Thursday, March 28, 2024

#88 / In Our Hands




Joan Walsh, pictured above, is the National Affairs Correspondent for The Nation magazine. I was quite taken by her statement in the January 2024 issue. Billed as an "Editorial," and titled, "Welcome to 2024," Walsh's statement is worth reading. I have, therefore, made it possible for anyone reading this blog posting to be able to read a somewhat abbreviated version of what Walsh has to say about the politics we face this year. 

"It's In Our Hands"

That's the message that Walsh sends us. She is "anti-panic," she says, but she is not wholeheartedly "optimistic" about the year ahead. 

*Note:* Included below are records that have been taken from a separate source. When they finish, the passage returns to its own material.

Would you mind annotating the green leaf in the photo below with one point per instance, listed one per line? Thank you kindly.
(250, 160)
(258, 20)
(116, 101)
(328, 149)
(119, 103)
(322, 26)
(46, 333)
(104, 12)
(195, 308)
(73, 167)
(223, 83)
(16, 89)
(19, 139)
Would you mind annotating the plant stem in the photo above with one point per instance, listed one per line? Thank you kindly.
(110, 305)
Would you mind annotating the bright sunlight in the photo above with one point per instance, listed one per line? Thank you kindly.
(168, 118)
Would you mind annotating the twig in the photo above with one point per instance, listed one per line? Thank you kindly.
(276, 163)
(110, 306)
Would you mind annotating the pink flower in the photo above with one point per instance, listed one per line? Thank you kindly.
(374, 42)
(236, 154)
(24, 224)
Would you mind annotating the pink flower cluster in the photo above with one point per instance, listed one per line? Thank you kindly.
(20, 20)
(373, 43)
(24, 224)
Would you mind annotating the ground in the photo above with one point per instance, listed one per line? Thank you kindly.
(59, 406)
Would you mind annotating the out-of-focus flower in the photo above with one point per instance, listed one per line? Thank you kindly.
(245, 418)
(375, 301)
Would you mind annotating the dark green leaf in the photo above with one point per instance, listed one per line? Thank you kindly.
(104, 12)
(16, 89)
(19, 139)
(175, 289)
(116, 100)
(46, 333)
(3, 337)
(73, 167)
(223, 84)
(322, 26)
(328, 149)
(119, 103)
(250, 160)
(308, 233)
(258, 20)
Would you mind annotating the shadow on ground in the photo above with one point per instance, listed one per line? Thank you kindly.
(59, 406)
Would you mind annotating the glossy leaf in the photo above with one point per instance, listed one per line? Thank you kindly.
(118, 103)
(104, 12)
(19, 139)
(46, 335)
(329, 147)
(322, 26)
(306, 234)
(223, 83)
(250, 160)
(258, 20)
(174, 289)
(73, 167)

I, too, am "anti-panic," and I am "anti-doom," even more. But if we think we can "watch" politics, this year, with the serene confidence that we'll live to see a "happy ending," then I think we're trying to fool ourselves. That admitted, if we think that "watching" politics is pretty certain to convince us that democracy is "doomed," and that every bad thing is inevitable, we are even more off base. Like Walsh says: 

"It's In Our Hands"

oooOOOooo

Welcome to 2024

Joan Walsh, The Nation

I am on the record as anti-panic about the likely rematch between accomplished, born-again progressive President Joe Biden versus the twice-impeached former guy facing 91 felony counts (and the loss of his New York businesses), Donald Trump. I have long said Democrats hankering for a Biden alternative anytime after January 2023 were hankering for Democratic civil war. I think people have wisely shut up about that. (Generally, I believe panic serves us poorly.) So now we’re all sliding together into 2024, knowing it’s (almost certainly) Joe Biden and Kamala Harris vs. Trump alongside some Republican masochist, just the way I wanted it.

So why am I suddenly so anxious about this year? There were many points in 2023 when justice rang like a gleaming bell, and I thought we were easing out of this nightmare. But I don’t think so anymore. We will never ease out of it. We have to fight our way out of it.

Wrestling with why I, the eternal optimist, began feeling so anxious and even maybe pessimistic about 2024, one answer began looming large for me. We’re coming up on the third anniversary of the violent January 6 insurrection-riot. And it’s so clear to me that the forces unleashed that day are still with us.

Yes, Nancy Pelosi, Mike Pence, and an unknown number of Congress members (and staff) might have died, but they didn’t, and they’ve been (relatively) safe ever since (not counting Paul Pelosi). The system worked; Even with 143 House Republican dissenters, Congress certified the electoral vote. Joe Biden and Kamala Harris were sworn in, though under unprecedented security, two weeks later. Since then, the Justice Department has prosecuted at least 1,200 rioters, and so far more than 450 have been convicted.

And still, we don’t seem safer. Why? Because we’re not.

I don’t believe many polls this far out from the election, but what to make of the fact that this guy seems nearly tied with Biden, if not beating him? Who are these people supporting him, and how can we possibly go on living in the same country with them? I think this demographic political melancholy is the source of a lot of progressive election fatalism. We are the people who believe in the people! As we chanted in college:“El pueblo unido jamás será vencido!” I have never succumbed to this darkness before. I’m desperately resisting it now, but its pull is strong.

Meanwhile, Trump is promising to govern as a “dictator.” He’s pledged that he’ll foist the dregs of his first administration upon us again, including odious fascists Steven Miller and Michael Flynn. The Heritage Foundation is working hard on plans to take apart most of the government. Trump has explained he’ll weaponize the state against his enemies and even use the military to crush domestic dissent. What could go wrong? And how can we make it right?

I don’t think this race is in the hands of Biden and Harris, although I want them to think their brains off, work their asses off, and lead with their hearts, always. I think it’s in our hands.

We have 10 months. We can each take stock of what we, personally, can accomplish to save democracy. My work, mainly, will be talking to people, listening to them, and writing about them. I promise to do it with an openheartedness that’s required by these times. I’m not losing my values or my opinions (I will try to lose my biases—but I can’t promise). I just think this year requires new vision and, I hope, new thinking, and I’m trying for it.